CI Infrastructure Engineer
Toptal is a global network of top freelance talent in business, design, and technology that enables companies to scale their teams, on-demand. With $100+ million in annual revenue and over 40% year-over-year growth, Toptal is the world’s largest fully remote company.
We take the best elements of virtual teams and combine them with a support structure that encourages innovation, social interaction, and fun. We see no borders, move at a fast pace, and are never afraid to break the mold.

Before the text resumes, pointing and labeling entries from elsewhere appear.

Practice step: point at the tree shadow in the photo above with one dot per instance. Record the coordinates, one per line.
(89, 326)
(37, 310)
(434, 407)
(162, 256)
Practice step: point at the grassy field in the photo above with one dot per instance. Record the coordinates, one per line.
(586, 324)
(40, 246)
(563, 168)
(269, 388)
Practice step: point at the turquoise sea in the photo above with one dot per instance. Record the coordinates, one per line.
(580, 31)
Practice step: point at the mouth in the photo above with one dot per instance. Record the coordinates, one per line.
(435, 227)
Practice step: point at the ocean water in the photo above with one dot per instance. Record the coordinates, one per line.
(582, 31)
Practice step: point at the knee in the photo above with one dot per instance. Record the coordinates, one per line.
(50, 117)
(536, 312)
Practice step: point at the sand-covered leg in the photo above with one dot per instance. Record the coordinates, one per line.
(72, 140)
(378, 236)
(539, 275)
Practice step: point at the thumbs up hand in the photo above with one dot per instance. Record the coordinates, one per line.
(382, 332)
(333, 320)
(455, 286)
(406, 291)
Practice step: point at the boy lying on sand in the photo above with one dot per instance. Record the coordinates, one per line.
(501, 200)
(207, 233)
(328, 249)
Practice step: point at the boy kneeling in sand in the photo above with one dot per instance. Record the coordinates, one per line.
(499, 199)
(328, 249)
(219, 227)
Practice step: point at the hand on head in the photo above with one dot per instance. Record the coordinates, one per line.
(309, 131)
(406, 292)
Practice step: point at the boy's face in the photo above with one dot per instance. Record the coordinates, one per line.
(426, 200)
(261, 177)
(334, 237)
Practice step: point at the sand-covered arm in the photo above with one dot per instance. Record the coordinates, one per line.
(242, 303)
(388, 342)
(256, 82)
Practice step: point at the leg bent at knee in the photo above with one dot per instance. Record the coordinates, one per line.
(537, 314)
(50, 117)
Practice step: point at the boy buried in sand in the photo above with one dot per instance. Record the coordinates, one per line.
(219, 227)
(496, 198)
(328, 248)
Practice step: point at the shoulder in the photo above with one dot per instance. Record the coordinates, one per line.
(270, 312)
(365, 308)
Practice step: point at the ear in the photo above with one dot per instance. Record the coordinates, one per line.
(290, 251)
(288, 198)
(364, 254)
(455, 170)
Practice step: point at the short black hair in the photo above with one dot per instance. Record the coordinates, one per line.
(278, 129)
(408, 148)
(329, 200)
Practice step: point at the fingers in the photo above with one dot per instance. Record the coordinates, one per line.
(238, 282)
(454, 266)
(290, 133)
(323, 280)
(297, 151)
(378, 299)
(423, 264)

We are looking for an experienced engineer to build and scale CI systems in a cloud environment within our CI Infrastructure team. Our CI Infrastructure Engineers work with a high-energy, fast-paced team responsible for supporting initiatives and operations across Toptal. This is a remote position that can be done from anywhere. Due to the remote nature of this role, we are unable to provide visa sponsorship. Resumes and communication must be submitted in English.
Toptal services are deployed across hundreds of servers. In order to make sure we are delivering high quality code frequently and predictably we built a complex CI system to support our development.

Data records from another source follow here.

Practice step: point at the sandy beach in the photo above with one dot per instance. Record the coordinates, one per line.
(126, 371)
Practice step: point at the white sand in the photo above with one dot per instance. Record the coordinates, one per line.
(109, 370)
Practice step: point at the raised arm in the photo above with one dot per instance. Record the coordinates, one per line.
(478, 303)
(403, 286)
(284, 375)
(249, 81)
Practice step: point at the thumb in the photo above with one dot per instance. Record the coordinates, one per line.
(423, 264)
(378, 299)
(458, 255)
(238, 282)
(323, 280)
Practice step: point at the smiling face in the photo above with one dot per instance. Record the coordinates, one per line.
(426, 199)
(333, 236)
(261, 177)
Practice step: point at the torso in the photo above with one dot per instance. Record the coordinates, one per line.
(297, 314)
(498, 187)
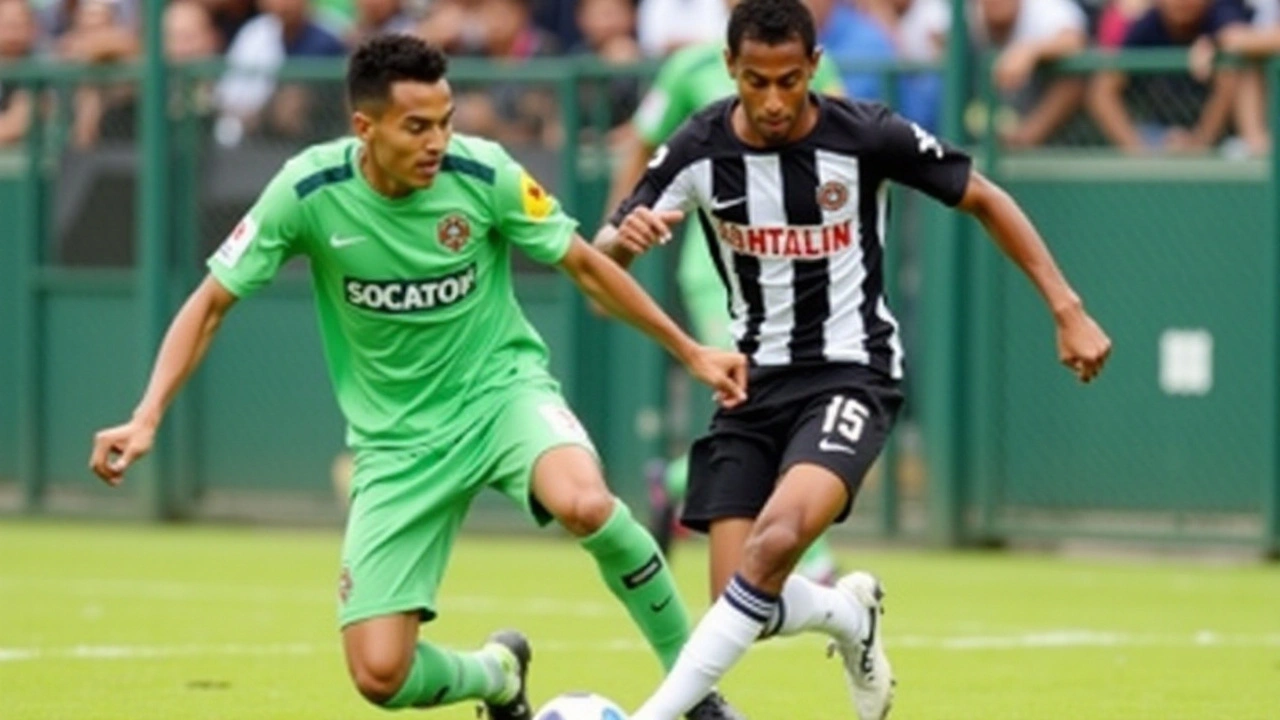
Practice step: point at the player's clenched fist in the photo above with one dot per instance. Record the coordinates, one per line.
(1082, 345)
(723, 370)
(115, 449)
(644, 228)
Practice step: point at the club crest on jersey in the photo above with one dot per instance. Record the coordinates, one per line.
(832, 196)
(453, 231)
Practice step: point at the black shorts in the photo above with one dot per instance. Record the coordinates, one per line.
(837, 417)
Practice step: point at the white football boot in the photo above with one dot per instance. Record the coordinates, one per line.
(867, 669)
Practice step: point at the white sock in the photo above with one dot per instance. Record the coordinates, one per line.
(718, 641)
(807, 606)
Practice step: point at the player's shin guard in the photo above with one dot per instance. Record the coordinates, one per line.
(718, 642)
(638, 575)
(444, 677)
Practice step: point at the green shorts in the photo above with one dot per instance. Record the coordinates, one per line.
(407, 505)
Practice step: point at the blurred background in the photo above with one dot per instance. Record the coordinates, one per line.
(1136, 132)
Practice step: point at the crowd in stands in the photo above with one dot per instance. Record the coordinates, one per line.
(1200, 108)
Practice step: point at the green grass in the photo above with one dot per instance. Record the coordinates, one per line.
(138, 623)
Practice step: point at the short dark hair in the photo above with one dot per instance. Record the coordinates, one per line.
(771, 22)
(387, 59)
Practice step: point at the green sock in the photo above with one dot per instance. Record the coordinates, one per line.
(639, 577)
(443, 677)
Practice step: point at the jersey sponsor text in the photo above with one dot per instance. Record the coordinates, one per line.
(787, 241)
(410, 296)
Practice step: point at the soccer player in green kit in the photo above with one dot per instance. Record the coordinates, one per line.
(408, 229)
(690, 80)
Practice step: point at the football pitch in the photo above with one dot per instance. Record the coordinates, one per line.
(160, 623)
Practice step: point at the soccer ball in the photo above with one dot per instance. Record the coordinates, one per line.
(580, 706)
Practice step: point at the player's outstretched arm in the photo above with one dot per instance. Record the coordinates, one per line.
(639, 232)
(604, 282)
(181, 352)
(1082, 345)
(629, 171)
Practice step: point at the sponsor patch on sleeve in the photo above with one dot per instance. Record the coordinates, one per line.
(538, 203)
(563, 422)
(237, 242)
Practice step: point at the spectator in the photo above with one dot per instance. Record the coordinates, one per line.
(229, 17)
(1256, 44)
(97, 35)
(190, 35)
(560, 18)
(511, 112)
(379, 17)
(1170, 23)
(247, 95)
(1116, 18)
(18, 32)
(666, 26)
(919, 31)
(110, 113)
(607, 28)
(1028, 33)
(848, 35)
(58, 17)
(453, 26)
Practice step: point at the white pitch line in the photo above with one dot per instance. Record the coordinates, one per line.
(1051, 639)
(165, 591)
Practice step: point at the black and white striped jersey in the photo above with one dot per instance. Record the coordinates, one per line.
(796, 232)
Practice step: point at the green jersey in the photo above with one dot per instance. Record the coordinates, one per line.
(417, 311)
(689, 81)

You will be responsible for designing, building, deploying, and maintaining CI systems and environments, with shared ownership with the development teams.
We are embracing DevOps practices, where the CI Infrastructure team develops CI systems, automation, tooling, and workflows and has a consulting/mentoring role in enabling developer teams to own the whole lifecycle of the software they are making.
Collaborate regularly with engineering teams to improve the company’s engineering tools, systems, procedures, and data security, not just administer clusters and cloud services.
Join daily scrum standups (GMT-3 to GMT+5). Expect pair programming, engaging in peer code reviews, and using collaboration tools like Slack and Zoom.
In the first week, expect to:
- Begin onboarding into Toptal.
- Learn about our team’s processes and get an overview of the current CI setup.
In the first month, expect to:
- Gain insight into our systems by learning why they are built the way they are and how to improve them.
- Get familiar with monitoring and alerting solutions.
- Begin to learn a variety of roles in a wide range of Infrastructure projects.
In the first three months, expect to:
- Start working on support tasks to get familiar with the core tools and setup and everyday challenges.
- Provide excellent customer service by understanding and addressing the teams’ needs and expectations through effective communication and collaboration while learning about our infrastructure.
- Write CI pipelines on your own.
- Learn how teams are using CI and what are the biggest challenges.
In the first six months, expect to:
- Support and improve CI infrastructure design, architecture, and implementation support.
- Participate in the on-call rotation schedule (during business hours) to support CI related help requests.
- Report any performance issues faced by the CI systems, drill down to find out what caused it, and coordinate with other teams to resolve them.
In the first year, expect to:
- Communicate with key partners on project engagements.
- Partner closely with our teams in the engineering area to develop CI infrastructure automation and management solutions with a strong focus on scalability, observability, automation, reliability, security, and quality.
- Plan and coordinate improvements related to CI infrastructure.
- Participate in technology initiatives that enable developers to deliver their services to our customers with minimal friction and a high degree of quality.
- Postgresql experience.
- Hands-on experience with Jenkins and GitHub Actions.
- Hands-on experience with system and application metric collection and alerting services like Grafana, Prometheus, or others. A keen focus on what makes a system observable.
- Experience with Docker, Docker Compose, and building optimized docker files.
- Experience with Google Cloud platform.
- Experience with Kubernetes environments: production operations, troubleshooting, debugging, cluster provisioning, and management.
- Be proficient in deploying automation with tools like ansible and terraform, as well as version control.
- Be eager to help teammates, share knowledge with them, and learn from them.
- A strong understanding of modern systems and service-related security methodologies.